Wiesenbach
Glasfaserausbau - ABGESAGT
Absage des Breitbandausbaus durch die Deutsche Glasfaser
Die Gemeinde Wiesenbach wurde Anfang dieser Woche ebenso überraschend wie viele Bürgerinnen und Bürger schriftlich darüber informiert, dass die Deutsche Glasfaser den geplanten eigenwirtschaftlichen Breitbandausbau in Wiesenbach nicht weiterverfolgen wird. Nach den bisher vorliegenden Informationen hat das Unternehmen den Rückzug mit einer erneuten wirtschaftlichen Bewertung des Ausbauvorhabens begründet.
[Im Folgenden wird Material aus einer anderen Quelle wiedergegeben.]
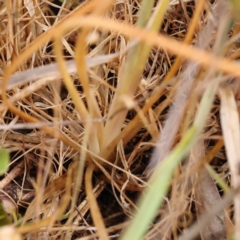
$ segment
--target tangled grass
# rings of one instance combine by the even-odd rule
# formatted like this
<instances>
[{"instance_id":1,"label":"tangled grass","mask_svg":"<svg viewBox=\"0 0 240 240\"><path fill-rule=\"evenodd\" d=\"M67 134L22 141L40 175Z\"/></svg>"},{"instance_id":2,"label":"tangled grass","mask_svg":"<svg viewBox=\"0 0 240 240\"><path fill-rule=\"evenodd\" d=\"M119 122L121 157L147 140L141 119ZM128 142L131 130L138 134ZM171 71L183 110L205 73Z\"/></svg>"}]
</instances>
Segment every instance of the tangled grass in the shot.
<instances>
[{"instance_id":1,"label":"tangled grass","mask_svg":"<svg viewBox=\"0 0 240 240\"><path fill-rule=\"evenodd\" d=\"M239 9L0 2L0 236L238 239Z\"/></svg>"}]
</instances>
Bei dem geplanten Glasfaserausbau handelte es sich um ein eigenwirtschaftliches Projekt eines privaten Telekommunikationsunternehmens. Die Gemeinde Wiesenbach hat hierzu lediglich eine Kooperationsvereinbarung zur Unterstützung des Vorhabens abgeschlossen. Die Gemeinde war weder Auftraggeberin noch Vertragspartnerin der Ausbauleistungen und hatte daher keinen Einfluss auf die wirtschaftliche Bewertung, die Kalkulation oder die Entscheidung des Unternehmens, das Projekt nicht weiterzuführen.
Die Gemeinde bedauert diese Entwicklung sehr, insbesondere mit Blick auf die Bürgerinnen und Bürger, die auf einen Glasfaseranschluss gehofft und entsprechende Verträge mit der Deutschen Glasfaser abgeschlossen hatten.
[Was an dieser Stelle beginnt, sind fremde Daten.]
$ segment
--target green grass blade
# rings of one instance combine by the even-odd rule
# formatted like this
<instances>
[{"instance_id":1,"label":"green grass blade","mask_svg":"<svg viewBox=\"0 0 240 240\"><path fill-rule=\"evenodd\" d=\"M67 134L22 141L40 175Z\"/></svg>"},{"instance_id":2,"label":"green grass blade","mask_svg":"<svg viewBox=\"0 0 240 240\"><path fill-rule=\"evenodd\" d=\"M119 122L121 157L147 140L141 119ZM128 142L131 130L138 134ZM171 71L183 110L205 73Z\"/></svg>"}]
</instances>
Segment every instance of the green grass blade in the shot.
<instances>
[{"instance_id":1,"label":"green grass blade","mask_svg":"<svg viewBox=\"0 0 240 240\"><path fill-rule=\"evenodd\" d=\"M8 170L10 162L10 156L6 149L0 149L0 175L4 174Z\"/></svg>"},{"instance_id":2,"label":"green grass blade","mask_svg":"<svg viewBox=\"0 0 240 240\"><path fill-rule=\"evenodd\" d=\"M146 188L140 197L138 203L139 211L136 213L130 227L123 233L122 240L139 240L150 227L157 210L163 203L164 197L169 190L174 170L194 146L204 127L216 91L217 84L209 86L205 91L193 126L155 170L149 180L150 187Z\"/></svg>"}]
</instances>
Die Situation ist für Wiesenbach aufgrund der bestehenden Versorgungsstruktur besonders herausfordernd. Durch den bisherigen Glasfaserausbau einzelner Bereiche, das Vectoring-Netz der Telekom sowie das vorhandene Koaxialnetz der ehemaligen Kabel BW (heute Vodafone) verfügt die Gemeinde bereits über eine vergleichsweise gute Breitbandversorgung. Aufgrund dieser Ausgangslage erfüllt Wiesenbach nach den derzeit geltenden Förderkriterien leider nicht die Voraussetzungen für einen flächendeckend geförderten Glasfaserausbau. Ein eigenwirtschaftlicher Ausbau durch ein Telekommunikationsunternehmen war daher bislang der realistische Weg zu einer umfassenden Glasfaserversorgung.
Gleichzeitig ist ein Glasfaserausbau technisch deutlich umfangreicher, als lediglich Leitungen in Straßen zu verlegen und einzelne Gebäude anzuschließen. Neben der sogenannten „letzten Meile“ bis zum Gebäude ist eine leistungsfähige Hintergrundinfrastruktur erforderlich. So müssen Ausbaugebiete zunächst über Verteiler erschlossen werden, die wiederum über Glasfaser an zentrale Übergabepunkte (sogenannte POP-Standorte – Point of Presence) angebunden werden müssen. Erst diese Gesamtstruktur ermöglicht einen dauerhaft leistungsfähigen Glasfaserbetrieb.
Die Gemeinde wird den aktuellen Sachstand nun mit dem Zweckverband Fibernet erörtern und mögliche weitere Schritte abstimmen. Die Problematik betrifft nicht nur Wiesenbach, sondern auch andere Kommunen, in denen eigenwirtschaftliche Ausbauvorhaben aufgrund veränderter wirtschaftlicher Rahmenbedingungen nicht umgesetzt werden.
Unabhängig davon wird die Gemeinde weiterhin bei ohnehin anstehenden Straßen- und Gehwegsanierungen darauf achten, geeignete Leerrohrinfrastrukturen mitzuverlegen und damit zukünftige Ausbauoptionen zu erleichtern.
Sobald neue Erkenntnisse oder konkrete Perspektiven für den weiteren Breitbandausbau vorliegen, wird die Gemeinde die Bürgerinnen und Bürger entsprechend informieren.